Personal tools
You are here: Home Science Environment Next Generation Programming Environments for Next Generation Architectures
Document Actions

Next Generation Programming Environments for Next Generation Architectures

by Matt Sottile last modified 2007-04-10 20:50

Addressing Heterogeneity and Large-Scale Parallelism with Compiler Infrastructure Tools and Transitional Languages

Authors: Matthew Sottile (CCS-2), Katharine Chartrand (HPC-4), Craig Rasmussen (CCS-1)

Basis

Highly parallel and heterogeneous architectures will be typical of next generation supercomputing. For example, one proposed architecture is composed of multiple levels of processing scattered throughout the memory hierarchy (where "memory" includes non-volatile memory such as disk or even tape). Machines of this sort, although proposed and prototyped in the past, have never been more than a niche resource and there is a lot of work to be done to make these architectures general purpose data analysis tools - both programmable and usable. Specifically, next generation architectures require languages that 1) both capitalize on and hide the heterogeneous hardware, and 2) can readily incorporate new parallel models and syntactic techniques. We propose a method for achieving this that also retains the enormous investment in algorithm development in traditional languages.

Architectural Candidates

Although one candidate architecture is being discussed currently, it is useful to discuss other potential candidates that may influence the architecture of a next generation machine designed for data analysis. There are at least three candidates: PIMs, a multi-threaded architecture (MTA), and hybrid multicore processors.

The proposed architecture uses Processor-in-Memory (PIM) technology. In the PIM architecture, computations are embedded in the memory, eliminating the "memory-wall" that exists in current mainstream architectures. PIM is not only a solution to latency - one can associate computations with memory operations, turning the typical model of computation inside-out, allowing memory accesses to drive the computational flow. This is the cornerstone of the dataflow model of computation proposed in past decades. PIM brings with it significant considerations, specifically in terms of locality. One must ensure that the memory and computations are co-located in an optimal manner - unstructured and random algorithms (as are often found in data mining) are not necessarily suited for this architecture.

An alternative architecture is the multithreaded architecture (MTA) pioneered by Burton Smith at Tera, and later Cray. In this case, one does not embed processors in memory, but hides potentially severe latency behind a massive set of independent threads of instructions. One must be able to decompose algorithms into a large set of independent threads of execution.
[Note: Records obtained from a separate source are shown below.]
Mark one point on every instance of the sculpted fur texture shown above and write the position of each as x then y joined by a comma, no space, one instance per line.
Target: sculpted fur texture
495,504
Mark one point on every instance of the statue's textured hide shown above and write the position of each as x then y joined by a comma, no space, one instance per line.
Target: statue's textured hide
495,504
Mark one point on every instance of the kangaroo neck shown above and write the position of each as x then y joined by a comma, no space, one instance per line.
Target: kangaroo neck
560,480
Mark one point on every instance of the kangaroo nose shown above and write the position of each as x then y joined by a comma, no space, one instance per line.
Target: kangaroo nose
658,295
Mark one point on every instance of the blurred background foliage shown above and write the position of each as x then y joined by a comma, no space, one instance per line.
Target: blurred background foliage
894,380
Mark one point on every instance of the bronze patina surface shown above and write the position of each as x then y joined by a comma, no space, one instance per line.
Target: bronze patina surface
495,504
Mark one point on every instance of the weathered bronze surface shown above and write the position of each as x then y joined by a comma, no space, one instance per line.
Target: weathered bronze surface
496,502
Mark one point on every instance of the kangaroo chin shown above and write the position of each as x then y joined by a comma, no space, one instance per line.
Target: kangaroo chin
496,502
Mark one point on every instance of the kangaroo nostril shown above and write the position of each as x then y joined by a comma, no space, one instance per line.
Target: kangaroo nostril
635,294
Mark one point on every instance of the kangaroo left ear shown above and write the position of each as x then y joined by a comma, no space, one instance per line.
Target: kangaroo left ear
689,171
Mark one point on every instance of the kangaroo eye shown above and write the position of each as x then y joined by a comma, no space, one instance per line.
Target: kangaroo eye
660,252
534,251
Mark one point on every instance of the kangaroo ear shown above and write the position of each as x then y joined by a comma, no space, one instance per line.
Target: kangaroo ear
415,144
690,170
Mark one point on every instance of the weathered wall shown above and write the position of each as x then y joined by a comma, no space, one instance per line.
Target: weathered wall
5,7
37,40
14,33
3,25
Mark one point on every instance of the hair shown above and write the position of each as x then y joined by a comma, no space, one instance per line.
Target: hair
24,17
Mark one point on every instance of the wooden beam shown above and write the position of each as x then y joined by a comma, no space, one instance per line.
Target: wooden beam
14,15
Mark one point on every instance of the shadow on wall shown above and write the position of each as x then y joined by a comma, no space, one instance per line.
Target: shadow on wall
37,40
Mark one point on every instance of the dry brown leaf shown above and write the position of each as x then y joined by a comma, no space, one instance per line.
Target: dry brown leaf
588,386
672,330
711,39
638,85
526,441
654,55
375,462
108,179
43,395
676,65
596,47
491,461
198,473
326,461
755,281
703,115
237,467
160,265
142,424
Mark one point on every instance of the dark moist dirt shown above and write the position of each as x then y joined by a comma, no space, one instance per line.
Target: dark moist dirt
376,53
Locality is no longer an issue, deferring the difficulty to identifying concurrency.

A final architecture to consider is one composed of hybrid multicore processors. Currently, multicore processors use homogeneous sets of processing elements, essentially implementing a traditional SMP on a single chip. Recent announcements from leading chip-makers suggest they are moving towards heterogeneous processors. It is likely that GPUs will be included on the same die as the processor, and a mix of general purpose superscalar and VLIW cores may appear on the same CPU. Utilizing these machines will require balancing high levels of parallelism with heterogeneity in the instruction stream for the different processing elements.

Computing at the Transport Layer

Some amount of data processing in next generation architectures must occur at the transport layer between levels of storage, such as the disk/memory interface. The largest cost in computing currently is the latency in bringing data from storage (memory or disk) to the processing elements. At the link between layers of storage, the data is available for examination while it traverses the link. No extra cost is required to process it at the link level since we are moving the computation to the data instead of the other way around, making the previously costly operation of data access essentially free. The tradeoff will be designing algorithms to a strictly streaming model of computation instead of the more familiar random access memory model.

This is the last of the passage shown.